他和神崎惠理说明了一切,表示晚上会好好陪她,另外单独给长瀨月夜发送回来的消息。
等了一会儿,长瀨月夜又回来了。
“抱歉,一个人有些不自在,有你在身边的话可能会更舒心点。”北原白马说道。
“唔—”
长瀨月夜点点头。
“放心,我不会让你饿著的。”北原白马凝视著她的脸蛋说,“等结束后,我带你去吃好的。”
“没事,我说过我很閒。”
长瀨月夜將髮丝拢到耳后,笑著说,”而且你需要,不正是互助会的规则吗?我没有拒绝的道理。”
“看来你比我还懂规则。”北原白马笑道。
白百合的微风拂过少女的脸颊,黑长髮轻轻摇曳,传来一阵让北原白马忍不住深深品尝的香气。
“和北原老师比起来,我还稚嫩的很。
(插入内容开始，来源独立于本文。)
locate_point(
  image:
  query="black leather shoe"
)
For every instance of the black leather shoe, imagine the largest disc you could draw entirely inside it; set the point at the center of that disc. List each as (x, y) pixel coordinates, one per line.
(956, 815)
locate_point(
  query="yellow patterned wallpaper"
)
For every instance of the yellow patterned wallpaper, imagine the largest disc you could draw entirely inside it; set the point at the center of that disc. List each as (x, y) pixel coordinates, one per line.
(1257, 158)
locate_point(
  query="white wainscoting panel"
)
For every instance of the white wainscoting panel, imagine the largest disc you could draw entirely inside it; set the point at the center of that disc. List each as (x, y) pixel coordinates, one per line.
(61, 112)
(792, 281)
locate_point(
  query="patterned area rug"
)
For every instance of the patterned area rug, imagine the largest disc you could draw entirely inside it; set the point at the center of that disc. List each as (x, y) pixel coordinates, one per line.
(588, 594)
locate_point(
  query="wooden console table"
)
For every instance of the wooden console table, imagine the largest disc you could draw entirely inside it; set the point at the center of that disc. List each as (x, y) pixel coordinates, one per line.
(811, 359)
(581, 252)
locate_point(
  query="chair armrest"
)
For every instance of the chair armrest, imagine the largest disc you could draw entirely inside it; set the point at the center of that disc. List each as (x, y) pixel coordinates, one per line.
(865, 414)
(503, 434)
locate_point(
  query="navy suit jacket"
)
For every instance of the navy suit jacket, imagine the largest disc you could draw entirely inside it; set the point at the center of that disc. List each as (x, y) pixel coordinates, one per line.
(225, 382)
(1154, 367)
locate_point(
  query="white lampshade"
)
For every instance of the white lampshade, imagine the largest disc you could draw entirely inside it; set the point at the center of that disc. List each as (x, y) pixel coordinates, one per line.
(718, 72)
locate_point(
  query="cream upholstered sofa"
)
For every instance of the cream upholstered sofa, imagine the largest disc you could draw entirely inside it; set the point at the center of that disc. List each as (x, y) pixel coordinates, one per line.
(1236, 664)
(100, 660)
”
“果然在你的心里,我已经是个胸怀百计的坏人了。”
“北原老师,我可不觉得你胸怀百计,因为坏人是不会明目张胆地將目的说出来的。”
“我表现的很明显吗?”
“不清楚。”长瀨月夜扭过头,“我还是指导铜管?”
北原白马往楼梯上走:“我没想那么多,只想让你留下来。”
“6
”长瀨月夜没有说话,只是默默跟著。
社团大楼的楼梯间张贴著各种画报,五顏六色的顏料在纸面上,临募出各社团的特色。
回到吹奏部,又开始了新的指导。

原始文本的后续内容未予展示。